Thread: Next steps in debugging database storage problems?

Next steps in debugging database storage problems?

From

Jacob Bunk Nielsen

Date:

01 July 2014, 16:35:29

Hi

We have a PostgreSQL 9.3.4 running in an LXC container on Debian
Wheezy on a Linux 3.10.43 kernel on a Dell R620 server. Data are
stored on a XFS file system. We are seeing problems such as:

unexpected data beyond EOF in block 2 of relation base/805208133/1238511128

and

could not read block 5 in file "base/805208348/1259338118": read only 0 of 8192 bytes

This seems to occur every few days after the server has been up for
30-40 days. If we reboot the server it'll be another 30-40 days before
we see any problems again.

The server has been running fine on a Dell R710 for a long time, and was
upgraded to a Dell R620 last year, when the problems started. We have
tried switching to a different Dell R620, but that did not make a
difference. We've seen this with kernels 3.2, 3.4 and 3.10.

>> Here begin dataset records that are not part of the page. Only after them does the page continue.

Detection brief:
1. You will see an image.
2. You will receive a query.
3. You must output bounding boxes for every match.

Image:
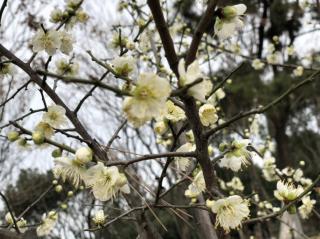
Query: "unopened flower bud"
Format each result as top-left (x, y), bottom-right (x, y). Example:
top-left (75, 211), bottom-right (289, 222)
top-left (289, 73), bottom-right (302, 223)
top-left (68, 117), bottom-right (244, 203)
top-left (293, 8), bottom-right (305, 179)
top-left (51, 148), bottom-right (62, 158)
top-left (32, 131), bottom-right (45, 145)
top-left (7, 131), bottom-right (19, 142)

The two tables that run into these problems are very simple, but
rather busy. They are defined like:

CREATE TABLE jms_messages (
    messageid integer NOT NULL,
    destination text NOT NULL,
    txid integer,
    txop character(1),
    messageblob bytea
);

and

CREATE TABLE jms_transactions (
    txid integer
);

PostgreSQL does complain that it's likely due to a buggy kernel, but
then I would have expected to see problems with some of our other
machines running this kernel on similar hardware as well. We don't have
any systematic way of reproducing the problem at this point, except
leaving our database server running for a month and seeing it fail, so
I'm hoping that someone here can help me with some next steps in
debugging this.

We have multiple other PostgreSQL servers running in a similar setup
without causing any problems, but this server is probably the busiest of
our PostgreSQL servers.

I've tried writing a program to simulate a workload that resembles the
workload on the problematic tables, but I can't get that to fail. So
what should be my next step in debugging this?

Best regards

Jacob

Re: Next steps in debugging database storage problems?

From

Jacob Bunk Nielsen

Date:

03 July 2014, 11:26:16

Hi

Jacob Bunk Nielsen <jacob@bunk.cc> writes:

> We have a PostgreSQL 9.3.4 running in an LXC container on Debian
> Wheezy on a Linux 3.10.43 kernel on a Dell R620 server. Data are
> stored on a XFS file system. We are seeing problems such as:
>
> unexpected data beyond EOF in block 2 of relation base/805208133/1238511128
>
> and
>
> could not read block 5 in file "base/805208348/1259338118": read only
> 0 of 8192 bytes

We use streaming replication to a different server on different
hardware. That server had been up for 300+ days and just had an incident
of:

LOG:  consistent recovery state reached at 226/E7DE1680
WARNING:  page 0 of relation base/805208133/1274861078 does not exist
CONTEXT:  xlog redo insert: rel 1663/805208133/1274861078; tid 0/1
PANIC:  WAL contains references to invalid pages
LOG:  database system is ready to accept read only connections
CONTEXT:  xlog redo insert: rel 1663/805208133/1274861078; tid 0/1
LOG:  startup process (PID 2308) was terminated by signal 6: Aborted
LOG:  terminating any other active server processes

We've rebooted that server now and restarted the replication. We'll see
how it goes in a few hours.

I'm still very interested in hearing any hints you guys may have to how
I should debug these problems.

> I've tried writing a program to simulate a workload that resembles the
> workload on the problematic tables, but I can't get that to fail. So
> what should be my next step in debugging this?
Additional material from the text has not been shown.